To visit your child while being supervised by the other parent, and being told you can't have any say in your child's upbringing, might seem better than nothing but it's not being a parent and it's a controlling situation. These are some examples of what that was like:
- Nadia's mum went to the passport office to try to get Nadia's passport without me, telling them Nadia's father was "inaccessible". (despite having my home address, my Polish and UK phone numbers and my email address - and after I'd told her to just let me know if she needed anything for Nadia). Luckily the passport office refused and she had to ask me.
- I was given 4 days notice for Nadia's christening even though I'd been asking for weeks and her mother knew I wanted to be involved. Its not a major thign but just shows the little bits of needless control - a father shouldn't just be gettting invited at the last minute to events in his child's life, he should be involved in them. I still don't even know for sure if Nadia has been baptised or not.
- Just before one of my trips to see Nadia, her mother told me a friend was visiting and she would only let me see Nadia if her friend agreed - becasue she doesnt let me see Naida without her. I went anyway but Anna didn't show up so it meant Nadia and I didn't get to see each other that day.
- Some friends wanted to have a bbq to meet Nadia before she left Poland. I asked her mother and after 2 weeks of questions she said no as it was too far away. We changed the location to just 5 minutes from Anna's house but she said no again, this time because 'bbqs are bad for babies'. We changed it from a BBQ to just a small indoor party. Anna said no again - her reason this time 'babies can't be with anyone unless mother is there'. So we invited the mother too. I was then told to 'just forget it' and she saidf the location didnt matter because Nadia just isnt going. She was never going to allow it and when I asked why she'd strung me along for so long she just said "Woman is Fickle :)"
- Sometime last summer she took Nadia and left Poland without telling me (the last time I saw my daughter was the day we got her passport) and the mother's last text to me was, 'Dont worry we won't do anything without telling you'. I only found out for sure she was in the UK 6 months later.
- Since we've been in the UK I've sent parcels with clothes/toys etc. from me and my family which haven't been ackowledged (update: she has started to acknowledge parcels). And for 10 months she didn't send me a single photo of Nadia and then at christmas posted photos of Nadia - not to me but to my parents.
These are just a few examples to show what it was like.
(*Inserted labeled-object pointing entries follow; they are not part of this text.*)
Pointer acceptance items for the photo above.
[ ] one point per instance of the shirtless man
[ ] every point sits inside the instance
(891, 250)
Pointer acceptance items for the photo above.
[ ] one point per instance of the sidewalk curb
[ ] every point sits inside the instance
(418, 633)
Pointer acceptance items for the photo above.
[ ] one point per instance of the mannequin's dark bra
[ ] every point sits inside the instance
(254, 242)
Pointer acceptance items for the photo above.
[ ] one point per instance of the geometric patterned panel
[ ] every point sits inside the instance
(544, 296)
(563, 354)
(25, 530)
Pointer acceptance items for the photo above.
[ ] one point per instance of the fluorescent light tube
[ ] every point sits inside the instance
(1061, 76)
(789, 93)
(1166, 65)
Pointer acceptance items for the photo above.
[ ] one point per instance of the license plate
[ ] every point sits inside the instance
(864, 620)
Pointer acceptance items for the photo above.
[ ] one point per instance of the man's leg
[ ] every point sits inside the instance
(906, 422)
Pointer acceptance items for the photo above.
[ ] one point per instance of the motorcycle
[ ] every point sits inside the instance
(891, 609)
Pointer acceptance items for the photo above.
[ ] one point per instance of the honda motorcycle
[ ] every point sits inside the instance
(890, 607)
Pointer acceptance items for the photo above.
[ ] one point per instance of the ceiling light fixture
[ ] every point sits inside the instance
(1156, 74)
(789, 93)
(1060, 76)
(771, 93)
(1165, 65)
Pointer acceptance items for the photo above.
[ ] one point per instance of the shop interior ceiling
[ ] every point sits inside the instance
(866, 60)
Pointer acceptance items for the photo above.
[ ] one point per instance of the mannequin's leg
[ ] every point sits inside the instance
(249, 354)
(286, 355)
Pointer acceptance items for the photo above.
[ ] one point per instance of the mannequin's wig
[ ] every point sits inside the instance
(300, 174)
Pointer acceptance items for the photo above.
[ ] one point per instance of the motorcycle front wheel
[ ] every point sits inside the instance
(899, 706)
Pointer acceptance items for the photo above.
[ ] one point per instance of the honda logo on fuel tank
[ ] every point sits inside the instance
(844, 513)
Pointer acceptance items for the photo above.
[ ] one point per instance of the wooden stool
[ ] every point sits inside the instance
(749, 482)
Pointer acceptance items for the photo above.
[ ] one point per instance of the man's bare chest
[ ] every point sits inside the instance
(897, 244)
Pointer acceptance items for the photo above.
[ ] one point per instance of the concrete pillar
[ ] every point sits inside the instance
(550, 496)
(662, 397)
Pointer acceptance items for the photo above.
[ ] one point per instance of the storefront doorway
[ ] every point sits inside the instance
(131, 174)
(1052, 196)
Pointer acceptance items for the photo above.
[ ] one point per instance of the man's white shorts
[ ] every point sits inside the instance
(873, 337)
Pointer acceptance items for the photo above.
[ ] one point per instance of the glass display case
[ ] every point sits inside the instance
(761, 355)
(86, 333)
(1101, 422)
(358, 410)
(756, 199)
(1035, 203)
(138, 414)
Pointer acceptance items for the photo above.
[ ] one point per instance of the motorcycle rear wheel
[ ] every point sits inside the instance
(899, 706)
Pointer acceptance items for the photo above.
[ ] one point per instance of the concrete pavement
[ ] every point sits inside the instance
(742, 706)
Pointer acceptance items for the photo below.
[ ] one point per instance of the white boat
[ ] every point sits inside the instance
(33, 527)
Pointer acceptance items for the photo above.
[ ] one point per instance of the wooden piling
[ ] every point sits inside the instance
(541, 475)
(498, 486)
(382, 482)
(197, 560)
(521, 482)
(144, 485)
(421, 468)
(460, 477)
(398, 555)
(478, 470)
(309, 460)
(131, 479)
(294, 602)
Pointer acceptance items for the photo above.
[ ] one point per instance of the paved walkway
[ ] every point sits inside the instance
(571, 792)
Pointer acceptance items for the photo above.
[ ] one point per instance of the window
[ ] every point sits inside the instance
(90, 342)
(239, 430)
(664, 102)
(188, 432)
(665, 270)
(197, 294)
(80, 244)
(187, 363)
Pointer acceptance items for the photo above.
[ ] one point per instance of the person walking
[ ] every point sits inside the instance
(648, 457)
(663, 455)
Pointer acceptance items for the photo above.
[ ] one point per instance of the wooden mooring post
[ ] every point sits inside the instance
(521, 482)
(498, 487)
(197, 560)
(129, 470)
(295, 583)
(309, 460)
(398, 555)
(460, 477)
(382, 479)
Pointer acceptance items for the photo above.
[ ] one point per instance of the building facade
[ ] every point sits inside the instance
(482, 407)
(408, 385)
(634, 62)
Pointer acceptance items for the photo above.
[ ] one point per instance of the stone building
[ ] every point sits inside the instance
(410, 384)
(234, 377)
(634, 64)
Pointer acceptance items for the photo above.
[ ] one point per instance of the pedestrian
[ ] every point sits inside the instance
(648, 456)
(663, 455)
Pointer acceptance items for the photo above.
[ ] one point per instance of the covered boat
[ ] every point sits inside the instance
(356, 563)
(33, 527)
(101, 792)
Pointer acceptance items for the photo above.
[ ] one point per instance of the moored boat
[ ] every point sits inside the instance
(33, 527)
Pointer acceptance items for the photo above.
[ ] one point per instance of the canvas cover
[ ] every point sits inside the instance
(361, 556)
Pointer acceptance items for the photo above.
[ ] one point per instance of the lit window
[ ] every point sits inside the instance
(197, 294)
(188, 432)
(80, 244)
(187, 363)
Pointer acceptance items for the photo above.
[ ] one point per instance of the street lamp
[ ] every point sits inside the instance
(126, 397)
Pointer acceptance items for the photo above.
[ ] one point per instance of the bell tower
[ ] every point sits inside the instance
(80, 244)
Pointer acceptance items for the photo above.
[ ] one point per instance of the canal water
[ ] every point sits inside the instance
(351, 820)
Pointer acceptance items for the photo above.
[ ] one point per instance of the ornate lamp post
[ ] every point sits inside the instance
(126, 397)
It was in everything - a simple question or text would become a game, wondering what excuse or problem would be next.
The barbeque summed up the manipulation and control - we all wanted Anna to come but instead of a simple yes or no, she strung us along for 3 weeks knowing all along she was never going to allow it anyway - and in the end she just tells me women are fickle and laughed! Its a form of abuse and I can't see any reason for it - when I asked why, she told me "I was just curious in case I push would my rules".
I tried this way but it clearly didn't work and the problems and the relationships got steadily worse. It's impossible when one parent is controlling another and at best I'd only have ever seen Nadia under her mother's supervision in a strained atmosphere where we could barely say 2 words to each other and which affected Nadia.
I feel wary in case it happens again, possibly ending with them fleeing the country again. And not just warey for myself but it could be harmful for Nadia at her age now.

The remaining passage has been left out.